The rate of low-level waste production increased four-fold as accelerated decommissioning set in, yet the proportion being sent to the UK’s dedicated low level waste repository (LLWR), for burial reduced dramatically. Between April and September 2018, the company had a diversion rate of 97% for metallic low level waste (LLW), combustible LLW and very low-level waste sent away from the repository.

Decommissioning of all sites is now on course to reach the end-state or start of their care and maintenance phase (C&M). In 2018, Bradwell in Essex became the first nuclear site in the UK to be placed in care and maintenance, providing valuable learning for the other sites.

Bradwell — pathfinder

The Bradwell site in Essex was a pathfinder for the rest of the Magnox fleet.

It was chosen in 2009 for accelerated decommissioning, which would be delivered using a range of technologies. These included different waste packages made of ductile cast iron, store design, and waste dissolution plant, which were intended to be developed and used at the other sites.

The Cavendish Fluor Partnership, which steered the project, was working towards delivering the site into a passively safe and secure state known as care and maintenance (C&M) by a forecast date in 2019. The site successfully achieved its long-term care and maintenance conditions in November 2018, when it became the first UK site to reach this stage of decommissioning.

In order to successfully achieve this accelerated closure, 240 tonnes of intermediate level waste and fuel element debris (FED) had to be dealt with. When the Cavendish Fluor Partnership initially took over the contract dissolution was the strategy for this metallic waste. Dissolution negated FED storage on-site and, in theory, this was a good idea. However, the technology was novel and in order to achieve the C&M date, a parallel strategy was required.

The Cavendish Fluor Partnership pursued direct disposal to LLWR. It was able to demonstrate that the preparation work, involving the removal of the highly radioactive springs, reduced the activity sufficiently to enable the waste to be considered as LLW. Approximately half of the total FED was disposed of in this manner, which resulted in significant savings. The 18 FED vaults were deplanted and a total area of 972m2 was decontaminated — equivalent to five tennis courts.

The greatest visual impact at Bradwell was recladding the twin reactor buildings to leave them in a safe, weather- proof and seismically secure condition until their final clearance towards the end of the century.

Bradwell’s interim storage facility housing intermediate level waste will also be used to store similar arisings from Dungeness A and Sizewell A, which is now responsible for the care and maintenance regime at Bradwell. Conditioned waste is already being received from Dungeness into the store.

Waste packaging

Technical innovation has been key to yielding reductions in waste management costs without compromising radiological safety and environmental compliance.

The Cavendish Fluor Partnership worked with the Magnox teams, developing a “lead and learn” approach that allowed new techniques to be rolled out across the estate after successful demonstration.

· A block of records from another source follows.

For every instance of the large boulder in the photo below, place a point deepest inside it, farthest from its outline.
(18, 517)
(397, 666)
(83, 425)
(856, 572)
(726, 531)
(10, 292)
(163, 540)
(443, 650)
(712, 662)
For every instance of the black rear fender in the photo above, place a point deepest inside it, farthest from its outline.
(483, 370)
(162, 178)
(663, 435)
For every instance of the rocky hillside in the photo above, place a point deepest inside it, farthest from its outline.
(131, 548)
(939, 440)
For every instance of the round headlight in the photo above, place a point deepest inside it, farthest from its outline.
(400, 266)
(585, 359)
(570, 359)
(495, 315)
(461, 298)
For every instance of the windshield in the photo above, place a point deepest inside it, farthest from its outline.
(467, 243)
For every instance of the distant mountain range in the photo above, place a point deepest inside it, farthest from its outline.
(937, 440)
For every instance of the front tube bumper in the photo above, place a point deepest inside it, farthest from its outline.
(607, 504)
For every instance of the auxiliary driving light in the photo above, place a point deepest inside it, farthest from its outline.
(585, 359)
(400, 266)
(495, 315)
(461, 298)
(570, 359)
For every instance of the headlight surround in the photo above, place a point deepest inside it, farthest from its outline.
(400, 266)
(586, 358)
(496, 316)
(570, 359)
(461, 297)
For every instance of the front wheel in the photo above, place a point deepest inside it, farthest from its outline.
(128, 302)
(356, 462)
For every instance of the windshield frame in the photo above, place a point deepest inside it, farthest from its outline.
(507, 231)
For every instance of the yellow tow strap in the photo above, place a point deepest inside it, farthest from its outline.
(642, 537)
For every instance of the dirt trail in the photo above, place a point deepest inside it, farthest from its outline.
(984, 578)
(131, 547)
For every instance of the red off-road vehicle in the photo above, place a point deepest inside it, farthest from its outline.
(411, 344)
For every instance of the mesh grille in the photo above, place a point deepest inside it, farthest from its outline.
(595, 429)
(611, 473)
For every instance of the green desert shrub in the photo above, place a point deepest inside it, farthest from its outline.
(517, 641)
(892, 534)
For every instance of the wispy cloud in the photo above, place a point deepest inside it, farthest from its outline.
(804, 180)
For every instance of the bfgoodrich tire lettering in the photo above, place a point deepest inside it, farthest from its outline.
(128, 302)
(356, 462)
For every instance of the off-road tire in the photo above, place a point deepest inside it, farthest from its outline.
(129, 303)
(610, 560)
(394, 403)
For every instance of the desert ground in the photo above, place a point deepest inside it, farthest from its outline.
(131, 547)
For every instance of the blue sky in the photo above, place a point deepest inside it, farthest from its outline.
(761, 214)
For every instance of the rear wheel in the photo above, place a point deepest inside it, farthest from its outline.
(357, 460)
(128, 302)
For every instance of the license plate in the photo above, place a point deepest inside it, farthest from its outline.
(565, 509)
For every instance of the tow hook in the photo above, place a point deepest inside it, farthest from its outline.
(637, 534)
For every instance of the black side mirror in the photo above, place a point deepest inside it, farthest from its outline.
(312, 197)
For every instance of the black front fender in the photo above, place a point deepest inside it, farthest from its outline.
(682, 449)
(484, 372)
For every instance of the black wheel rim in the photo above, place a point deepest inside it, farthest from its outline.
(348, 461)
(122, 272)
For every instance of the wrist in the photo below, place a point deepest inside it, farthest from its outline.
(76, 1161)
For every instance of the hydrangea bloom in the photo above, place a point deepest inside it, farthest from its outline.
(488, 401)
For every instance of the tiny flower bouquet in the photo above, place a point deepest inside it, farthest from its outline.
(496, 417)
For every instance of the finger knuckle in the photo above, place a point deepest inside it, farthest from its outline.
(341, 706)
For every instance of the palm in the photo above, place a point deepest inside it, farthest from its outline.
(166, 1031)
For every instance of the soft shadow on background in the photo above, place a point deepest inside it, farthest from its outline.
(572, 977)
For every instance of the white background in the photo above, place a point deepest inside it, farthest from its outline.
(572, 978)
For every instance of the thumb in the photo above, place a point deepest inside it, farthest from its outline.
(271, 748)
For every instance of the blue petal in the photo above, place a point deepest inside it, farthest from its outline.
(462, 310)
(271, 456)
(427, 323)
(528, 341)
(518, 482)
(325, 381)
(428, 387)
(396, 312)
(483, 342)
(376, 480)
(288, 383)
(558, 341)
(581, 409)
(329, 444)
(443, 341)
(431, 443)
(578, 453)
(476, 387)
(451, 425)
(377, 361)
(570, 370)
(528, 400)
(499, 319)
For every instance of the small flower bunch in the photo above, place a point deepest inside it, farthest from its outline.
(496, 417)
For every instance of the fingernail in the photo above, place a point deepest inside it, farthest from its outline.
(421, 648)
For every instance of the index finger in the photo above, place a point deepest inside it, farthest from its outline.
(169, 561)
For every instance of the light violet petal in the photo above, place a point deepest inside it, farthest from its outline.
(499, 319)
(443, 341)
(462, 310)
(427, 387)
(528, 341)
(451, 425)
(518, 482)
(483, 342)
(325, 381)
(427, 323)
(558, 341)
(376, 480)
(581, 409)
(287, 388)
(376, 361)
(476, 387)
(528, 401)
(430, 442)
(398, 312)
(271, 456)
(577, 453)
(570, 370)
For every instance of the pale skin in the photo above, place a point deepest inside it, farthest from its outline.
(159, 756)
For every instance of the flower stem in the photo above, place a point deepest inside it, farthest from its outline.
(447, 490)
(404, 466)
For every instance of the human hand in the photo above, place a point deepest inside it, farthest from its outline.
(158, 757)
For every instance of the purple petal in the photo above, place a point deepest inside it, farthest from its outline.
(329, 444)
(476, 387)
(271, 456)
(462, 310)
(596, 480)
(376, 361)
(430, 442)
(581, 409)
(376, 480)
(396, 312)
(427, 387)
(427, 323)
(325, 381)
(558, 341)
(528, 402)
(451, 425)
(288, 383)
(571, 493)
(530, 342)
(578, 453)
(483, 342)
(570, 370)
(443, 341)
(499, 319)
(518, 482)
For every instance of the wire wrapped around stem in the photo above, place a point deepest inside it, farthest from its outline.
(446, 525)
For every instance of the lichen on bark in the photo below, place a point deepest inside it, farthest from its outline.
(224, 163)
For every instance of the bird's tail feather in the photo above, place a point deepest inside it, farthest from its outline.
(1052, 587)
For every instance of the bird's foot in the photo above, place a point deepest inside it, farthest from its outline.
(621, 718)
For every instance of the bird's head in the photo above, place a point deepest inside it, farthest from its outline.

The use of ductile cast iron containers for disposal of high volumes of ILW was re-evaluated and replaced with lower-cost self-shielded 6m3 concrete boxes and a modular encapsulation plant.

This approach also allowed a simplified approach to the treatment of FED at the other Magnox sites, moving from a high-cost chemical dissolution process to the simpler technology of encapsulation in cement, or grouting.

The principal challenges faced and overcome when implementing the revised waste management strategy were:

  • integrating the 6m3 box with existing retrieval equipment, store designs and new encapsulation requirements;
  • inter-site transport of packaged waste, including transport licences, letters of compliance, planning permissions and stakeholder engagement to achieve storage consolidation; and
  • integration and sequencing with the overall work programmes and existing processes.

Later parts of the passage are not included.